OB7, a small binding fragment of TNF-α, had a K_d of 8.6 μM when interacting with TNFR1, whereas the full-length TNF-α–TNFR1 interaction had a K_d of 4.94 nM (Figure 5D). Accordingly, OB7 had a lower inhibition effect on the apoptosis cascade based on the caspase 3/7 assay results (Figure 9C).

Compared with two TNFR1-binding peptides, OB5 and OB7, OB5 demonstrated stronger affinity for TNFR1 (K_d = 204.2 nM), whereas OB7 had a weaker affinity (K_d = 8.6 μM) (Figure 5D). Furthermore, the TNF-α neutralization efficiency of OB7 (IC50 = 0.72 nM) was superior to that of OB5 (IC50 = 79.5 nM). OB7 may effectively compete with TNF-α for TNFR1 binding, thereby blocking apoptotic and inflammatory signaling (Figure 9C). In contrast, OB5 did not fully inhibit TNF-α–TNFR1 interaction, leading to partial rather than full receptor activation. This difference suggests that OB7 may directly interfere with TNFR1 activation. In contrast, OB5 may primarily modulate TNF-α availability rather than completely blocking TNFR1 activation.

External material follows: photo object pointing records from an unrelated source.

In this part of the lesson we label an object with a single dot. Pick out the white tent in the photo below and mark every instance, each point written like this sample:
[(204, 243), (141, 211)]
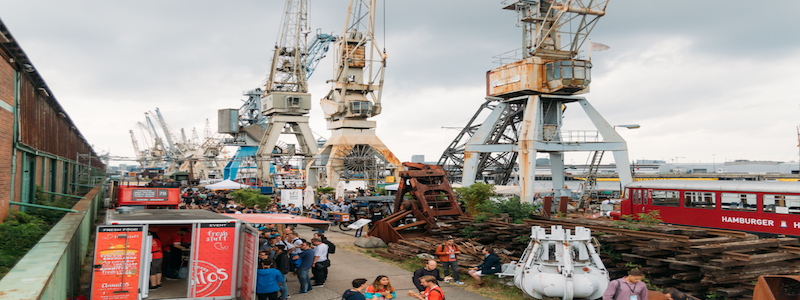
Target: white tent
[(226, 185)]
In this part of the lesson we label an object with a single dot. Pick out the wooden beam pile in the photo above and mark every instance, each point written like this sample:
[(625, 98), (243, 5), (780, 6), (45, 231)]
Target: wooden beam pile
[(691, 259)]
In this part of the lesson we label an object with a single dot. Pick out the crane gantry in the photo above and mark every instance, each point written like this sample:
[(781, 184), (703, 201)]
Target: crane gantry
[(354, 151)]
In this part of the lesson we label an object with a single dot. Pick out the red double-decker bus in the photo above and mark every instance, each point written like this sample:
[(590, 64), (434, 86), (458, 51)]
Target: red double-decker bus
[(770, 207)]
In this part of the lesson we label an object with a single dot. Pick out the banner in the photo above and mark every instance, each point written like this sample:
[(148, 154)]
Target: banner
[(248, 262), (212, 265), (117, 257), (294, 196)]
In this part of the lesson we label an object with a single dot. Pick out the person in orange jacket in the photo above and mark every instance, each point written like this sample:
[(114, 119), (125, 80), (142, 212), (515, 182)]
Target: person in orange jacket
[(448, 255)]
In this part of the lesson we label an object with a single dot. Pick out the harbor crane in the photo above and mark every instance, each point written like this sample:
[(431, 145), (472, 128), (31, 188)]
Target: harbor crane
[(139, 154), (354, 152), (286, 101), (526, 100), (293, 63)]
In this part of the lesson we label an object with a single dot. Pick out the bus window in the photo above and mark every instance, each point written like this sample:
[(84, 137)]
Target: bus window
[(782, 204), (699, 200), (666, 198), (740, 202)]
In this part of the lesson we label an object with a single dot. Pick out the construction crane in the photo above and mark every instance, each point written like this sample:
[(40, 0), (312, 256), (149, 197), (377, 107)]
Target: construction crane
[(174, 151), (158, 144), (252, 123), (286, 101), (526, 99), (139, 154), (354, 152)]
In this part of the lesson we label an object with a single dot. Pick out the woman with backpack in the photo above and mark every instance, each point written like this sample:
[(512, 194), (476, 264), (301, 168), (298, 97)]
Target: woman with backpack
[(381, 289), (359, 285), (627, 288)]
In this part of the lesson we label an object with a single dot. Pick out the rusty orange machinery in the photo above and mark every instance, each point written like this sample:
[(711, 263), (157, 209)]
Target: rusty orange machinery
[(535, 75), (433, 199), (148, 197)]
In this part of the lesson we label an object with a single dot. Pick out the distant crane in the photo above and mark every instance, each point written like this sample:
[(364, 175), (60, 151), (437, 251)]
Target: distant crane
[(354, 152)]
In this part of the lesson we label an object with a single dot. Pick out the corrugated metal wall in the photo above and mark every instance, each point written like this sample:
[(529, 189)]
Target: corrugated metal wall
[(42, 128)]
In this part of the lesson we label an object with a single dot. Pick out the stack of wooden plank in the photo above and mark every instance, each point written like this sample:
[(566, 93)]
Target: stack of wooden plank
[(696, 260)]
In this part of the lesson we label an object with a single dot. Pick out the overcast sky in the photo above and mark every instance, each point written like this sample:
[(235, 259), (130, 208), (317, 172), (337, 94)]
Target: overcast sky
[(706, 80)]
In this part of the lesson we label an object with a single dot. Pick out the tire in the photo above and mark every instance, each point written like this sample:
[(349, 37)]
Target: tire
[(343, 226)]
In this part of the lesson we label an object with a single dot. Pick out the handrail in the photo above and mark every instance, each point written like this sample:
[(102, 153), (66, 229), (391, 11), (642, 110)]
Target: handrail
[(42, 206), (65, 195)]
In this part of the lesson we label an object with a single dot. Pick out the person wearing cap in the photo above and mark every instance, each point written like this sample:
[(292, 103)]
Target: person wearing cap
[(448, 255)]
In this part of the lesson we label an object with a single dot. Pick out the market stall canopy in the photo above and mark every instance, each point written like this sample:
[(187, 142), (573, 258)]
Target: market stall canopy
[(226, 185), (280, 219)]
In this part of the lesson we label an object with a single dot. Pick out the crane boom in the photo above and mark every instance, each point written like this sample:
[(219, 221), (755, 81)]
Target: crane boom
[(358, 70), (167, 132), (139, 154), (286, 73)]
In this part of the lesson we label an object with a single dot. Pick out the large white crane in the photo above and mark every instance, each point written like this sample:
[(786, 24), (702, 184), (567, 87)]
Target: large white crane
[(286, 101), (139, 154), (354, 152)]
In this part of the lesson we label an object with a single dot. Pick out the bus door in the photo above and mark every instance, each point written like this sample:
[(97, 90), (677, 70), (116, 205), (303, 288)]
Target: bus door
[(121, 262), (213, 262)]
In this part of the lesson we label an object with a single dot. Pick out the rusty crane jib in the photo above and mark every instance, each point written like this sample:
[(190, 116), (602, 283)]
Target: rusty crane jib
[(433, 198)]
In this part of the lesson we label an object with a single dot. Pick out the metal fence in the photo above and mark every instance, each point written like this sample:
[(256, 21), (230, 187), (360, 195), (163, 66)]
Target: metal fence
[(52, 268)]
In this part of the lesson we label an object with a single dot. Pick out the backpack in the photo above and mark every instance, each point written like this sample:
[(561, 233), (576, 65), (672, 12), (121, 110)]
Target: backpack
[(331, 246), (619, 284), (440, 293)]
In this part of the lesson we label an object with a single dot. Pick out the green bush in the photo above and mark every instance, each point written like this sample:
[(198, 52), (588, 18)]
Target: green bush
[(325, 190), (475, 195), (251, 197), (516, 209)]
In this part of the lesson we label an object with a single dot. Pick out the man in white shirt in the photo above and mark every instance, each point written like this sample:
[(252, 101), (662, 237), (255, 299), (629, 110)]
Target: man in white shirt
[(321, 263)]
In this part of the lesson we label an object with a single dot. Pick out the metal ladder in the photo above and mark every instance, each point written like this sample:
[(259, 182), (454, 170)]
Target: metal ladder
[(591, 180)]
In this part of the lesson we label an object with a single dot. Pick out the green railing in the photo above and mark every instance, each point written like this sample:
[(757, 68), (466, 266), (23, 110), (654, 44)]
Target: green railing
[(52, 268)]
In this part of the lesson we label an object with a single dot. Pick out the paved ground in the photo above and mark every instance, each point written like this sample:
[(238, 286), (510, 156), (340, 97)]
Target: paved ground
[(348, 265)]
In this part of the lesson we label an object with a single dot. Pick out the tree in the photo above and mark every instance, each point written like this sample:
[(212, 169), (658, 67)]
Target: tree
[(475, 195), (251, 197)]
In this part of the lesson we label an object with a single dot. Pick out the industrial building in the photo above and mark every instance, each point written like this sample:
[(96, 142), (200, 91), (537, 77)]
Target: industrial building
[(39, 143)]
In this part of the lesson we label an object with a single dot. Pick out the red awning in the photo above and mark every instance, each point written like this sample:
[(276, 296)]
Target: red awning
[(280, 219)]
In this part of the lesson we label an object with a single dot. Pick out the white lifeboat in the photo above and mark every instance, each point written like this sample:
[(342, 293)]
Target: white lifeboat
[(559, 264)]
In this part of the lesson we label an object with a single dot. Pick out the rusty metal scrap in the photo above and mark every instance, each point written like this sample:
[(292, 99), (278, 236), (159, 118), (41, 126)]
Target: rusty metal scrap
[(433, 198)]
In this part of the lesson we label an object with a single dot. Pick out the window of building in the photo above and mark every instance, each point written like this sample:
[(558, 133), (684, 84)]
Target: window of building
[(782, 204), (740, 202), (699, 200), (666, 198)]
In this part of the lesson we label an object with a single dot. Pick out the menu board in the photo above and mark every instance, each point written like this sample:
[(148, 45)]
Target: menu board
[(149, 194), (248, 263), (212, 263), (117, 258)]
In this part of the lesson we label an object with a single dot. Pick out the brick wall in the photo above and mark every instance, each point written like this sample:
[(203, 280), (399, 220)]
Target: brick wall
[(6, 135)]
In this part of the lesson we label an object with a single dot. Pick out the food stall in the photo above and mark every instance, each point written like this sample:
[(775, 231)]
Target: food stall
[(219, 260), (122, 255)]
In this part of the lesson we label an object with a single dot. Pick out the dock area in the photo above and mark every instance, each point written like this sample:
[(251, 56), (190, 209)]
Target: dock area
[(348, 264)]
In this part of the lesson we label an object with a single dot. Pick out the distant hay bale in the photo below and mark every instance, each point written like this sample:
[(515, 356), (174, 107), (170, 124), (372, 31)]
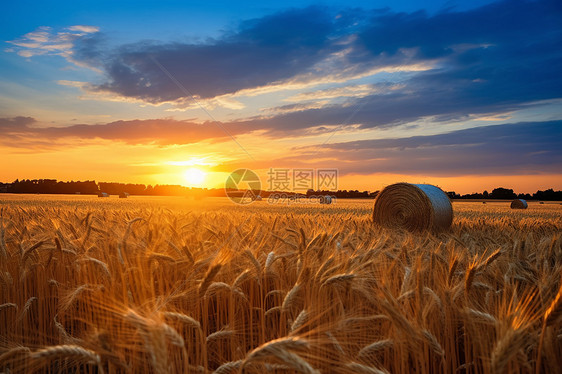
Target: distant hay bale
[(413, 207), (519, 204)]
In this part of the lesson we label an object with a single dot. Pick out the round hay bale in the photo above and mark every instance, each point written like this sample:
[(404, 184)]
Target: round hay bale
[(519, 204), (413, 207)]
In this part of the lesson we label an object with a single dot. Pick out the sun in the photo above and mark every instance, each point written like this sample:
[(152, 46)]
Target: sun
[(195, 177)]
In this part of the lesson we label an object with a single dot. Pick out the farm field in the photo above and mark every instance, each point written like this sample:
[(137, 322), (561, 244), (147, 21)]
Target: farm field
[(171, 285)]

Although these peptides are likely functional, there are some limitations to this study. First, it is not clear if the AlphaFold-derived structures comply with other global docking programs. Moreover, the structures of these peptides should be further elucidated to verify the proposed interactions are physically real. Second, the entropic term was estimated using a quasi-harmonic approximation of the MM-PBSA method, and the relative binding free energies were possibly skewed from absolute values. Thus, the binding affinities should be calculated using more sophisticated computational methodologies. Third, it is not clear if these peptides can penetrate the cell solely on their own. The addition of a cell-penetrating peptide to the N- or C-terminus may be necessary.

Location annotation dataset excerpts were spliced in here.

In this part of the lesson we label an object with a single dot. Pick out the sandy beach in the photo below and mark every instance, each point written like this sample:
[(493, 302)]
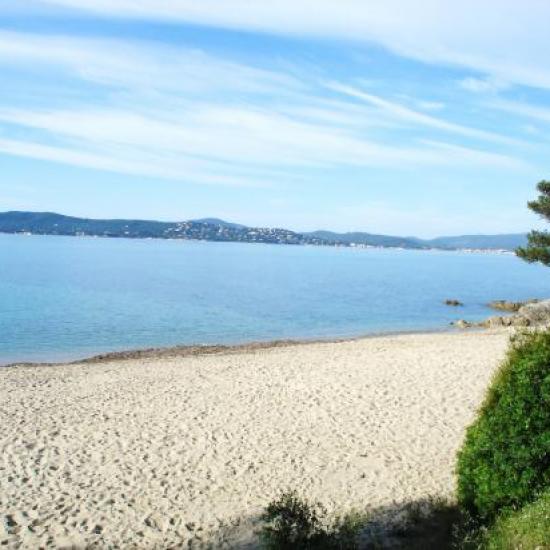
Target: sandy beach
[(171, 451)]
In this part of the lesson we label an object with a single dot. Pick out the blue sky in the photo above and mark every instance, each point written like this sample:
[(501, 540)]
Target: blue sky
[(396, 116)]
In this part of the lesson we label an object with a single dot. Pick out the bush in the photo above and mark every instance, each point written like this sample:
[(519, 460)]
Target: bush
[(505, 460), (528, 528), (292, 523)]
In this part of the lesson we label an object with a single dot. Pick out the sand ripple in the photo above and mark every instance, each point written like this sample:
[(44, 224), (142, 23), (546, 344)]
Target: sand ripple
[(158, 453)]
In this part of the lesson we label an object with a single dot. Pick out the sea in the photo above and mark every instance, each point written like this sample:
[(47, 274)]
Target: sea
[(66, 298)]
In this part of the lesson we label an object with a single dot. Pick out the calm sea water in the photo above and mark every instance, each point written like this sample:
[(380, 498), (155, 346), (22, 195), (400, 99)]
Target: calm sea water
[(64, 298)]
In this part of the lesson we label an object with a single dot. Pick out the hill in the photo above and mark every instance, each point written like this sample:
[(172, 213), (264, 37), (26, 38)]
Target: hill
[(214, 229)]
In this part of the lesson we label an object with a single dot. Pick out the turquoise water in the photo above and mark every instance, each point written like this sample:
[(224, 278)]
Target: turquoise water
[(64, 298)]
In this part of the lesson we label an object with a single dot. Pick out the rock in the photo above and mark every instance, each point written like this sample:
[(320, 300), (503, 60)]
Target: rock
[(519, 321), (495, 322), (513, 307)]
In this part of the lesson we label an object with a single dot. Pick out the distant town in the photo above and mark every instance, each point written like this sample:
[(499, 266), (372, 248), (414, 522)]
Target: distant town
[(212, 229)]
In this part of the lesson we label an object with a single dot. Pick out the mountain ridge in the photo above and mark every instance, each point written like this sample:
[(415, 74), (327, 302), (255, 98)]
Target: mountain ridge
[(215, 229)]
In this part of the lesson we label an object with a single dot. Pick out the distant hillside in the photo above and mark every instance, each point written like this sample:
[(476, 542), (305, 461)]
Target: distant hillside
[(213, 229), (369, 239), (504, 242)]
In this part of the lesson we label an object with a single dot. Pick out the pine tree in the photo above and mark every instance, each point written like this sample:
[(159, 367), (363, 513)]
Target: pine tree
[(538, 247)]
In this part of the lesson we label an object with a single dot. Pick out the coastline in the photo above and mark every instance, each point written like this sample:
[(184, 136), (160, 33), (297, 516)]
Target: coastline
[(163, 451), (193, 350)]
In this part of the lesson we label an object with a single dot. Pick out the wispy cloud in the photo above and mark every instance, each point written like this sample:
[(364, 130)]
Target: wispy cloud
[(414, 117), (183, 114), (483, 85), (526, 110), (504, 39)]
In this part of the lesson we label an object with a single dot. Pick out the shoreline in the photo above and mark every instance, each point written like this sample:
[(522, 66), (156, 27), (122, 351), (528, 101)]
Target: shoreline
[(172, 450), (197, 350)]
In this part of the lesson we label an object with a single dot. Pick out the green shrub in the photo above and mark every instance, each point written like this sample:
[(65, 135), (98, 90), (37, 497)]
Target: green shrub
[(526, 528), (291, 523), (505, 460)]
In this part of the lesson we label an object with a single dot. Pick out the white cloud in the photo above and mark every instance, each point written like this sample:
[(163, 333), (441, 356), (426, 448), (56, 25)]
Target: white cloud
[(417, 118), (483, 85), (140, 65), (505, 39), (184, 114), (535, 112)]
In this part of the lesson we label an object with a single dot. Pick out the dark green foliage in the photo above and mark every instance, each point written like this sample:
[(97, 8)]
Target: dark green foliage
[(527, 528), (291, 523), (505, 460), (538, 247)]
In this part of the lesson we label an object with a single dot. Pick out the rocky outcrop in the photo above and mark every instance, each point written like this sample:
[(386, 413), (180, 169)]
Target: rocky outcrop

For treatment of autoimmune diseases, peptide-based inhibitors offer several advantages over mAb-based therapies, including lower production costs and production time. They may penetrate tissues more easily due to their smaller size and reduced immunogenicity. However, significant barriers to clinical development include their limited binding affinity and rapid degradation, leading to short circulation half-life and poor systemic bioavailability [56]. Although this study computationally identified peptides with potential therapeutic benefit, their pharmacokinetics and bioavailability should be characterized in future studies. Overcoming these barriers will be critical for advancing peptide therapeutics into mainstream clinical practice.

5. Conclusions

This study highlighted the potential of peptide-based TNF-α inhibitors as viable alternatives to monoclonal antibodies for the modulation of inflammatory and autoimmune responses. The designed peptides showed bound and neutralized TNF-α to varying degrees, with OB1 and OB2 showing the most potent inhibitory effects. OB5 and OB6, targeting TNFR1 and TNFR2, respectively, provided additional insights into receptor-specific regulation, suggesting that peptide-based inhibition of TNF signaling may offer therapeutic benefits. Overall, peptide-based TNF-α inhibitors have significant potential as next-generation therapeutics for inflammatory diseases. Further research focusing on in vivo efficacy, pharmacokinetics, and targeted delivery mechanisms is needed to advance these molecules toward clinical applications.